Generate local traversal from local tree.

  • queue – a pyopencl.CommandQueue object.

  • local_tree – the local tree of class boxtree.tools.ImmutableHostDeviceArray on which the local traversal object will be constructed.

  • traversal_builder – a function, taken a pyopencl.CommandQueue and a tree, returns the traversal object based on the tree.


generated local traversal object in device memory

Distributed Wrangler#

class boxtree.distributed.calculation.DistributedExpansionWrangler(context, comm, global_traversal, traversal_in_device_memory, communicate_mpoles_via_allreduce=False)[source]#

Distributed expansion wrangler base class.

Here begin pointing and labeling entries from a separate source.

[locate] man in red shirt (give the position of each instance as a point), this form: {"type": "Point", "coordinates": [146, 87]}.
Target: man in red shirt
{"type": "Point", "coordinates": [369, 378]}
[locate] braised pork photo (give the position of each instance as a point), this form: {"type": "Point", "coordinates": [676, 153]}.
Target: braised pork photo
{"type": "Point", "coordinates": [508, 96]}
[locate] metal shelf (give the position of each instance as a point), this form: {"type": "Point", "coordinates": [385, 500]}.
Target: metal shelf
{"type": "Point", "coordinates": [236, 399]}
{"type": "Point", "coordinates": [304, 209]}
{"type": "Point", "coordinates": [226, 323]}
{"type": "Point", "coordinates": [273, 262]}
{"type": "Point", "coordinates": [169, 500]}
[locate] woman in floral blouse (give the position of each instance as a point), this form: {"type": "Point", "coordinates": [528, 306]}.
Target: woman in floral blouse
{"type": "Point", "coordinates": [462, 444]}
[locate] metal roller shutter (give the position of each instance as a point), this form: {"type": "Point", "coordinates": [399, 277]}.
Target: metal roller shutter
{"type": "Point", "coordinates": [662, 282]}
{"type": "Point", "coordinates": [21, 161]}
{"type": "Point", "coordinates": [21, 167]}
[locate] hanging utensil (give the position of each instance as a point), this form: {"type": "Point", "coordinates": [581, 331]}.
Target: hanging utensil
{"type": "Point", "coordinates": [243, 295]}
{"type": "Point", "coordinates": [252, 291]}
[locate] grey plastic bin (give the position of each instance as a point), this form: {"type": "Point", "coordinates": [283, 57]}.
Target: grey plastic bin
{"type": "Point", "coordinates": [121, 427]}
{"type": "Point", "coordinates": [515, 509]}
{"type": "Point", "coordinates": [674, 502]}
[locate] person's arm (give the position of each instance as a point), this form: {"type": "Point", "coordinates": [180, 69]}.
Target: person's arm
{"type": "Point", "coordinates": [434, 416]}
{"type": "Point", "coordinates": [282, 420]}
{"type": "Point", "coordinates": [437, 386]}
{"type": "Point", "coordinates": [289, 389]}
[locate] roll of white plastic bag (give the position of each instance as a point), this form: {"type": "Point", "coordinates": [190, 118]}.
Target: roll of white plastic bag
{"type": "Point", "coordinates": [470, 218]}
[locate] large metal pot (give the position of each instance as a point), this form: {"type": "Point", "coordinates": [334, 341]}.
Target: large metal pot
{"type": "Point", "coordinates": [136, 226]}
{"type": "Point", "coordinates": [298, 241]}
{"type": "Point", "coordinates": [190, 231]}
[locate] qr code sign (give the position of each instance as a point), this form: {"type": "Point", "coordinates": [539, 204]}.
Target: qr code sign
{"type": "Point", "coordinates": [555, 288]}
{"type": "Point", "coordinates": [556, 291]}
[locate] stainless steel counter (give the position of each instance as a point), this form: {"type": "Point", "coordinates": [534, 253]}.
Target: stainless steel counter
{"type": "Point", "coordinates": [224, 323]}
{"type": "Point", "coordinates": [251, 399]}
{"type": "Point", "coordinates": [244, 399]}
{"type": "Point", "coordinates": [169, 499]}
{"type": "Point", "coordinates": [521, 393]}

This is an abstract class and should not be directly instantiated. Instead, it is expected that all distributed wranglers should be subclasses of this class.

__init__(context, comm, global_traversal, traversal_in_device_memory, communicate_mpoles_via_allreduce=False)[source]#
distribute_source_weights(src_weight_vecs, src_idx_all_ranks)[source]#

Used by the distributed implementation for transferring needed source weights from root rank to each worker rank in the communicator.

This method needs to be called collectively by all ranks in the communicator.

  • src_weight_vecs – a sequence of numpy.ndarray, each with length nsources, representing the weights of sources on the root rank. None on worker ranks.

  • src_idx_all_ranks – a list of length nranks, including the root rank, where the i-th entry is a numpy.ndarray of indices, of which src_weight_vecs to be sent from the root rank to rank i. Each entry can be generated by generate_local_tree(). None on worker ranks.


Received source weights of the current rank, including the root rank.

gather_potential_results(potentials, tgt_idx_all_ranks)[source]#

Used by the distributed implementation for gathering calculated potentials from all worker ranks in the communicator to the root rank.

This method needs to be called collectively by all ranks in the communicator.

  • potentials – Calculated potentials on each rank. This argument is significant on all ranks, including the root rank.

  • tgt_idx_all_ranks – a list of length nranks, where the i-th entry is a numpy.ndarray of the global potential indices of potentials from rank i. This argument is only significant on the root rank.


Gathered potentials on the root rank. None on worker ranks.

communicate_mpoles(mpole_exps, return_stats=False)[source]#

Based on Algorithm 3: Reduce and Scatter in Lashuk et al. [1].

The main idea is to mimic an allreduce as done on a hypercube network, but to decrease the bandwidth cost by sending only information that is relevant to the rank receiving the message.

Distributed FMM Evaluation#

The distributed version of the FMM evaluation shares the same interface as the shared-memory version. To evaluate FMM in a distributed manner, use a subclass of boxtree.distributed.calculation.DistributedExpansionWrangler in boxtree.fmm.drive_fmm().